Estimate ΔG∘ for this reaction at each of the following temperatures. (Assume that ΔH∘ and ΔS∘ do not change too much within the given temperature range.)
A) 310K
B) 1070K
C) 1470K
And is A,B,C spontaneous or non spontaneous?
dHorxn = (n*dHoformation producs) - (n*dHoreactants)
dSo rxn = (n*dSo formation products( - (n*dSo formation reactants)
dGrxn = dHrxn - TdSrxn
dG<0 spontaneous
dG=0 equilibrium
dG>0 not spontaneous.
Im still confused..
is n 2?
and if so would it look like this for A
dHorxn=(2*2.84)-(2*-.227)??
n stands for number of mols. It is 1 for CaO, 1 for CaCO3, and 1 for CO2.

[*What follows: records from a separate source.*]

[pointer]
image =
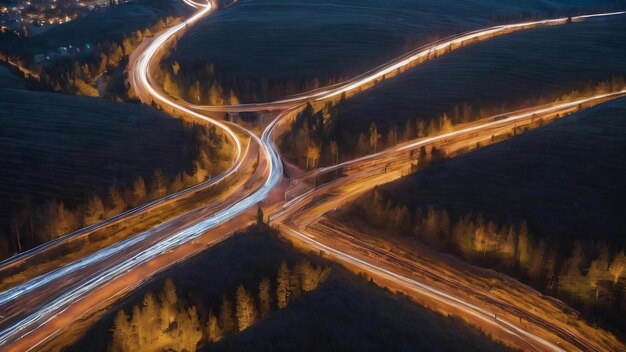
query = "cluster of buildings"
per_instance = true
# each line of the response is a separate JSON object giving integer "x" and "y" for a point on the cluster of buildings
{"x": 26, "y": 17}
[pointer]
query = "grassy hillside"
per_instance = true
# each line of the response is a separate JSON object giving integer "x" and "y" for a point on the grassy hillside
{"x": 346, "y": 313}
{"x": 567, "y": 179}
{"x": 10, "y": 80}
{"x": 504, "y": 71}
{"x": 299, "y": 41}
{"x": 501, "y": 75}
{"x": 109, "y": 24}
{"x": 66, "y": 148}
{"x": 545, "y": 207}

Look up dHo formation CO2, CaO, and CaCO3. Calculate dHo reaction.
Look up dSo for CO2, CaO, and CaCO3. Calculate dSo reaction.
Then dGorxn = dHorxn - TdSorxn
To estimate ΔG∘ for the given reaction at each temperature, we need to use the equation:
ΔG∘ = ΔH∘ - TΔS∘
Where:
ΔG∘ = standard Gibbs free energy change
ΔH∘ = standard enthalpy change
ΔS∘ = standard entropy change
T = temperature in Kelvin
We can obtain the values of ΔH∘ and ΔS∘ for the reaction from reference sources or experimental data. Let's assume the following values:
ΔH∘ = 178 kJ/mol
ΔS∘ = 160 J/(mol·K)
Now, let's calculate ΔG∘ at each temperature:
A) 310 K:
ΔG∘ = ΔH∘ - TΔS∘
= 178 kJ/mol - (310 K)(160 J/(mol·K))(10^-3 kJ/J)

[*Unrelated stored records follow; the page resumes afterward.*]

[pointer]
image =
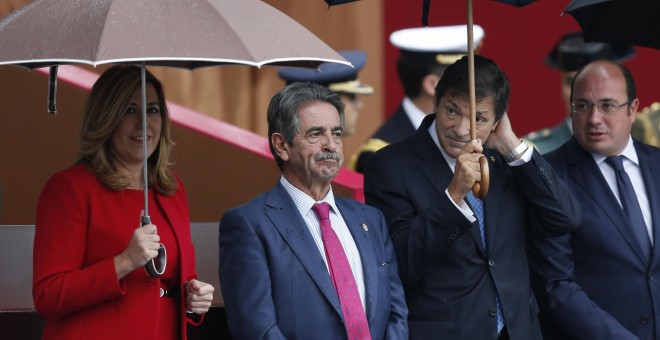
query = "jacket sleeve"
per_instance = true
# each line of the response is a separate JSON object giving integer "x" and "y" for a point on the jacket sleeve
{"x": 61, "y": 283}
{"x": 397, "y": 325}
{"x": 419, "y": 237}
{"x": 551, "y": 260}
{"x": 246, "y": 285}
{"x": 555, "y": 211}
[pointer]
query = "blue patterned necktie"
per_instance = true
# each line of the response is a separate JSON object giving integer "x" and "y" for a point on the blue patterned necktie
{"x": 630, "y": 204}
{"x": 478, "y": 209}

= 178 kJ/mol - 49.6 kJ/mol
≈ 128.4 kJ/mol
B) 1070 K:
ΔG∘ = ΔH∘ - TΔS∘
= 178 kJ/mol - (1070 K)(160 J/(mol·K))(10^-3 kJ/J)
= 178 kJ/mol - 171.2 kJ/mol
≈ 6.8 kJ/mol
C) 1470 K:
ΔG∘ = ΔH∘ - TΔS∘
= 178 kJ/mol - (1470 K)(160 J/(mol·K))(10^-3 kJ/J)

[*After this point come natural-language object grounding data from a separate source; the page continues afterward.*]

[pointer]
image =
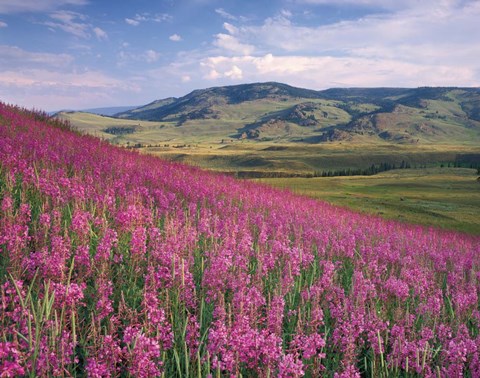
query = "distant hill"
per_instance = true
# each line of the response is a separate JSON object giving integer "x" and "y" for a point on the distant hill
{"x": 109, "y": 111}
{"x": 279, "y": 112}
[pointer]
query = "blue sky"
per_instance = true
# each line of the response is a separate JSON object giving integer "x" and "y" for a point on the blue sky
{"x": 75, "y": 54}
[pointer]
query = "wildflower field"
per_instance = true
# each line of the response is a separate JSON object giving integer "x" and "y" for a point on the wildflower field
{"x": 117, "y": 264}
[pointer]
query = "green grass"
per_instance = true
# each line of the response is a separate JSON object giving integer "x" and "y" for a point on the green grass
{"x": 448, "y": 198}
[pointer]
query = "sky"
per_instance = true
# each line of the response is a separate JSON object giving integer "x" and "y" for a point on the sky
{"x": 78, "y": 54}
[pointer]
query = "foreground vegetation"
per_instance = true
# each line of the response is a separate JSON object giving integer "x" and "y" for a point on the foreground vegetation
{"x": 119, "y": 264}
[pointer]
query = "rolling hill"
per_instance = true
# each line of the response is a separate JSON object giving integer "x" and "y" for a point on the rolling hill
{"x": 274, "y": 111}
{"x": 273, "y": 127}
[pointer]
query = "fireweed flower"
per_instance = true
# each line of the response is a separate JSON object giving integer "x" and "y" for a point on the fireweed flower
{"x": 153, "y": 266}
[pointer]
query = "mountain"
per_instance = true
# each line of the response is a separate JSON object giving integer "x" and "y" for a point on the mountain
{"x": 278, "y": 112}
{"x": 109, "y": 111}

= 178 kJ/mol - 235.2 kJ/mol
≈ -57.2 kJ/mol
Now, let's determine whether each reaction is spontaneous or non-spontaneous based on the sign of ΔG∘:
A) ΔG∘ = 128.4 kJ/mol
Since ΔG∘ is positive, the reaction at 310 K is non-spontaneous.
B) ΔG∘ = 6.8 kJ/mol
Since ΔG∘ is positive, the reaction at 1070 K is non-spontaneous.
C) ΔG∘ = -57.2 kJ/mol
Since ΔG∘ is negative, the reaction at 1470 K is spontaneous.